Purpose: We investigated the effects of pre-exercise voluntary
hyperventilation and the resultant
hypocapnia on metabolic and cardiovascular responses during and after high-intensity exercise. Methods: Ten healthy participants performed a 60-s cycling exercise at a workload of 120% peak
oxygen uptake in control (spontaneous breathing),
hypocapnia and normocapnia trials.
Hypocapnia was induced through 20-min pre-exercise voluntary
hyperventilation. In the normocapnia trial, voluntary hyperpnea was performed with CO2 inhalation to prevent
hypocapnia. Results: Pre-exercise end-tidal CO2 partial pressure was lower in the
hypocapnia trial than the control or normocapnia trial, with similar levels in the control and normocapnia trials.

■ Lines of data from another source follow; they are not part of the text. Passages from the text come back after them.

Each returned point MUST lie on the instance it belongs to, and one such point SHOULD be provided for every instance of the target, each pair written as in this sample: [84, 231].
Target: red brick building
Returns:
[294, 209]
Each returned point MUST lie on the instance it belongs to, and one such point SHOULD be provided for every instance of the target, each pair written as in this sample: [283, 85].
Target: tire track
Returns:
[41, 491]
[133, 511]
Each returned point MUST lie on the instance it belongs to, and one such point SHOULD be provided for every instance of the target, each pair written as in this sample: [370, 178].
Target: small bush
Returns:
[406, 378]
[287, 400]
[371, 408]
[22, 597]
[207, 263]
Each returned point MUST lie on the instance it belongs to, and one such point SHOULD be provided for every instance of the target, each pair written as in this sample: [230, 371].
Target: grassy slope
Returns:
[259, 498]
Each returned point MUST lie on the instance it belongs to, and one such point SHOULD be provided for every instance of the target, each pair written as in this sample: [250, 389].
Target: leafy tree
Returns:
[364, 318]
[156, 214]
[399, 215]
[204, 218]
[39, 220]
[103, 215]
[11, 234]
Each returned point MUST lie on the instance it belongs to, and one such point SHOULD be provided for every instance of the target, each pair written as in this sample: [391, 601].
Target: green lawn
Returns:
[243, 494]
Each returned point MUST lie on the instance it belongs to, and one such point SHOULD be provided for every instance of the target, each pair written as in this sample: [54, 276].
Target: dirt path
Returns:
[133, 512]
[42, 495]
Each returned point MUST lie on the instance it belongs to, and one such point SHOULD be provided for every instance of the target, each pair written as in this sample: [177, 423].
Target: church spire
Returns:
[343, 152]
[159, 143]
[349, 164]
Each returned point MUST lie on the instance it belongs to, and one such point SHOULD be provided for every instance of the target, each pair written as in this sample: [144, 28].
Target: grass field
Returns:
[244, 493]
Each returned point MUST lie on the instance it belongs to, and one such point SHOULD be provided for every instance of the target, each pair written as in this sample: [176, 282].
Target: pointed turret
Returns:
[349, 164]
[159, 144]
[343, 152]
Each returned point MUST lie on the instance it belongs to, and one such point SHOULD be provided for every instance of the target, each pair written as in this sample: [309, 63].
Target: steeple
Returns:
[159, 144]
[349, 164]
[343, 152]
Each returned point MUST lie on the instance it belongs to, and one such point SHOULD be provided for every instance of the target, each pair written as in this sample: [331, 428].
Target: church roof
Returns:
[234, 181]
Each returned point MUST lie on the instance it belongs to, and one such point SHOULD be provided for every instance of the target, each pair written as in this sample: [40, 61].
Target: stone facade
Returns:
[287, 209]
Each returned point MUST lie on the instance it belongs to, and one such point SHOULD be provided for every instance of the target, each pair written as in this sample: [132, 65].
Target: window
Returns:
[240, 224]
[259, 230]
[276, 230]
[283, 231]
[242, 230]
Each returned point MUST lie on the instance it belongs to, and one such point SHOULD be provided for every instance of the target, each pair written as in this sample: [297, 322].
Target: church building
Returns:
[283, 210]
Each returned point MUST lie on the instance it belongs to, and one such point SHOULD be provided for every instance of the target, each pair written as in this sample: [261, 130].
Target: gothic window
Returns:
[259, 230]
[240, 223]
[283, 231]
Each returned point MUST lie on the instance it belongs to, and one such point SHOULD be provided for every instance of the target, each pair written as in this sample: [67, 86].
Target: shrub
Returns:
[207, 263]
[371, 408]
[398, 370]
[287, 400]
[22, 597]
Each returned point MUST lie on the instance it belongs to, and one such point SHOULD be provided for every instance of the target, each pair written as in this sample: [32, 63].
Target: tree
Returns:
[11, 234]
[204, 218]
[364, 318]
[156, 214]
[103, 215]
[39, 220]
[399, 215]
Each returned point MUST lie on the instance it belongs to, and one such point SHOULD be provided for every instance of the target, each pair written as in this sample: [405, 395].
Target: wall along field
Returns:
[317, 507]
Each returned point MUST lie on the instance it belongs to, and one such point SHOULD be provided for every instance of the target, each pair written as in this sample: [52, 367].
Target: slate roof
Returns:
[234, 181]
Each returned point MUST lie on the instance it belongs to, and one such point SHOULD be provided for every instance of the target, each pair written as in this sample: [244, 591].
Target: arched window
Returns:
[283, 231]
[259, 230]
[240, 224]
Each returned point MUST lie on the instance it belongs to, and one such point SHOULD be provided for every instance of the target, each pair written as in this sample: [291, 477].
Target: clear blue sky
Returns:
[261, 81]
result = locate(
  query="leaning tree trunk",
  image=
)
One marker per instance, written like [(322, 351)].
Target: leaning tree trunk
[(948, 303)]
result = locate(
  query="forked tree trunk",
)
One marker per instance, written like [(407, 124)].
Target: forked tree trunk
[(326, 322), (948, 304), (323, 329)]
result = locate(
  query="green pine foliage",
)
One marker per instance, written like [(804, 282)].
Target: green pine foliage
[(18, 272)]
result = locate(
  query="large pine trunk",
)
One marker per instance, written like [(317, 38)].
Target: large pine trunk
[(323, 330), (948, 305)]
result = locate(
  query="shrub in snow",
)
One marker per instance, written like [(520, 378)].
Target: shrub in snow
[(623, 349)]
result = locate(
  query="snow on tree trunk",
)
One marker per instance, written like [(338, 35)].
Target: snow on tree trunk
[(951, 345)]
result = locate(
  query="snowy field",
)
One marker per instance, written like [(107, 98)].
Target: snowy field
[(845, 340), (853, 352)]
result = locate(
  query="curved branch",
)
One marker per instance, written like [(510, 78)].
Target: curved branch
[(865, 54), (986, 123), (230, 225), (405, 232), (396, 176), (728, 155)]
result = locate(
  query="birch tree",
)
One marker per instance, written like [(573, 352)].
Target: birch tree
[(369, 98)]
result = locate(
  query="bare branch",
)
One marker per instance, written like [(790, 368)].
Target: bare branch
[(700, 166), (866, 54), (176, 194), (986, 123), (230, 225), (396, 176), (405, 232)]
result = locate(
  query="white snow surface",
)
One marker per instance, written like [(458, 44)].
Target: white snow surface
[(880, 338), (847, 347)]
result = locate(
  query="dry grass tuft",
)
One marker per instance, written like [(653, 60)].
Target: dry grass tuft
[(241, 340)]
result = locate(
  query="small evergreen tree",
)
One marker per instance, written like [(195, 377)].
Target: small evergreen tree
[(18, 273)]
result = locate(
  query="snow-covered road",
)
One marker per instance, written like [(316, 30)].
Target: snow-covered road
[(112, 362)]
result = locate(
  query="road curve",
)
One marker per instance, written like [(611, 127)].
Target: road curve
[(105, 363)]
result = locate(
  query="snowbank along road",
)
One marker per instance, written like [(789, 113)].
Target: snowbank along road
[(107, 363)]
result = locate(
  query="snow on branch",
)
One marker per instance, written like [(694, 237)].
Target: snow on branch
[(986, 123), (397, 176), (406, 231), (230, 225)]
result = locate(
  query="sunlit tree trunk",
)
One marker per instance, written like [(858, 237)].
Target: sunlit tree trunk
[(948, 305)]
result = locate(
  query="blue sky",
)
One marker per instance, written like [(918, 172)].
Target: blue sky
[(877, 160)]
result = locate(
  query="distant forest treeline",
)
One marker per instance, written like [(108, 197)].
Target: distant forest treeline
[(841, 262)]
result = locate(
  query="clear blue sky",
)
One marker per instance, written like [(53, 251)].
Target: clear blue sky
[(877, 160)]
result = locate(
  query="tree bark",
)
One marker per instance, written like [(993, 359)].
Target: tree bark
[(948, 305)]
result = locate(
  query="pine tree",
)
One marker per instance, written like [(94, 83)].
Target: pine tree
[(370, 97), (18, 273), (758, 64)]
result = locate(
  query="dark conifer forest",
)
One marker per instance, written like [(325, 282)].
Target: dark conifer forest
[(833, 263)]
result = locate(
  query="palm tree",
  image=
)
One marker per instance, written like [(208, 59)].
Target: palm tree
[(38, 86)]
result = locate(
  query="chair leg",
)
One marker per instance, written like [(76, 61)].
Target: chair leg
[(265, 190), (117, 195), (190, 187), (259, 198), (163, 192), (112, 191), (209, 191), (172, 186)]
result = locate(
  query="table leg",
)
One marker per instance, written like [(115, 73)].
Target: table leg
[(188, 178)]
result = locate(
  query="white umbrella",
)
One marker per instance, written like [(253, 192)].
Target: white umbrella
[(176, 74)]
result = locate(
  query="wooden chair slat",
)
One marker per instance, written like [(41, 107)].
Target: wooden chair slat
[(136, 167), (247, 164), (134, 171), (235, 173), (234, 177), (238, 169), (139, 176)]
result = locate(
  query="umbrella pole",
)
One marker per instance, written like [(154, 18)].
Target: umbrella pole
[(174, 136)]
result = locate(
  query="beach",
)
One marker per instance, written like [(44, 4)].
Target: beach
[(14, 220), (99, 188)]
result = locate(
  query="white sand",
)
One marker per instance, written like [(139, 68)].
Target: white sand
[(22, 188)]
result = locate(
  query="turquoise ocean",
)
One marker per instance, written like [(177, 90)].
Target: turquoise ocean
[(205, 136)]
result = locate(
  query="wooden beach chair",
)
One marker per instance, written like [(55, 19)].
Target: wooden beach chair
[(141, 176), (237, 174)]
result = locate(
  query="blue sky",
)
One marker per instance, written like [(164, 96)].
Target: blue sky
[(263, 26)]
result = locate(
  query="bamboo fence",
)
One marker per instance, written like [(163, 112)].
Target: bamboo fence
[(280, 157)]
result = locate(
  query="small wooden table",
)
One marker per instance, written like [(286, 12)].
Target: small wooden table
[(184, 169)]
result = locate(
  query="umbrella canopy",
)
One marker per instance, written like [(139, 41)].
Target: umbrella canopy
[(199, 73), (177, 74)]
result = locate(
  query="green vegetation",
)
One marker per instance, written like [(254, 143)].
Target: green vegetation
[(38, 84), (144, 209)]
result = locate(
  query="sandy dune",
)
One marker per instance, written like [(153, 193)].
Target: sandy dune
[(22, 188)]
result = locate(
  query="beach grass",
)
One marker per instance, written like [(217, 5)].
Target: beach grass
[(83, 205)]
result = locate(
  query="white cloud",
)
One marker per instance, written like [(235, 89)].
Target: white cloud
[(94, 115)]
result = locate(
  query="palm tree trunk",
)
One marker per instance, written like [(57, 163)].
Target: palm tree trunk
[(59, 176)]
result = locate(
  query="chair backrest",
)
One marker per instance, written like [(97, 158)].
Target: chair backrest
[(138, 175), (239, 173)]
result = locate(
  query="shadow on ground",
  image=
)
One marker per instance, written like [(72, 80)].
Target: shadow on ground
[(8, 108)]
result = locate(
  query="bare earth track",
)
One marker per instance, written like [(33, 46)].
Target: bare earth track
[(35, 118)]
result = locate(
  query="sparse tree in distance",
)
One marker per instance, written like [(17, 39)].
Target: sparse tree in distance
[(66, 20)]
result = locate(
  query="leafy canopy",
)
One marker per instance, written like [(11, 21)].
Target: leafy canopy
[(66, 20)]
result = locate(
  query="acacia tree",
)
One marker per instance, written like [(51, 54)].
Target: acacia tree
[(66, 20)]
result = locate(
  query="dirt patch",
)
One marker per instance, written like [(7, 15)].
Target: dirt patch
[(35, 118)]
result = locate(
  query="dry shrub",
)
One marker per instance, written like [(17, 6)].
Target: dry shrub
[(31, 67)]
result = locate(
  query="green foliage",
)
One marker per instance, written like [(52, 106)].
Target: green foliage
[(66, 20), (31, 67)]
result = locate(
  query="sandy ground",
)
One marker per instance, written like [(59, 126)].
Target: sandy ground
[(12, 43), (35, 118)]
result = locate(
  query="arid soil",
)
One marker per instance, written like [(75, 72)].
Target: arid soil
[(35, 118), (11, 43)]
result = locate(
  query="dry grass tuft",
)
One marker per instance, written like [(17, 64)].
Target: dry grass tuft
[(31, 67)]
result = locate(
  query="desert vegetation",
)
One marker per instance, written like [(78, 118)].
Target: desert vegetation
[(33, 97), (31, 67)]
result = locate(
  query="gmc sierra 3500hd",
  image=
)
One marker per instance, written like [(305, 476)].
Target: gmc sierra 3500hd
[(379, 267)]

Average V˙O2 during the entire exercise was lower in both the
hypocapnia and normocapnia trials than in the control trial (1491 ± 252vs.1662 ± 169vs.1806 ± 149 mL min-1), with the
hypocapnia trial exhibiting a greater reduction than the normocapnia trial. Minute ventilation during exercise was lower in the
hypocapnia trial than the normocapnia trial. In addition, minute ventilation during the first 10s of the exercise was lower in the normocapnia than the control trial. Pre-exercise
hypocapnia also reduced heart rates and arterial blood pressures during the exercise relative to the normocapnia trial, a response that lasted through the subsequent early recovery periods, though end-tidal CO2 partial pressure was similar in the two trials. Conclusions: Our results suggest that pre-exercise hyperpnea and the resultant
hypocapnia reduce V˙O2 during high-intensity exercise. Moreover,
hypocapnia may contribute to voluntary
hyperventilation-mediated cardiovascular responses during the exercise, and this response can persist into the subsequent recovery period, despite the return of arterial CO2 pressure to the normocapnic level.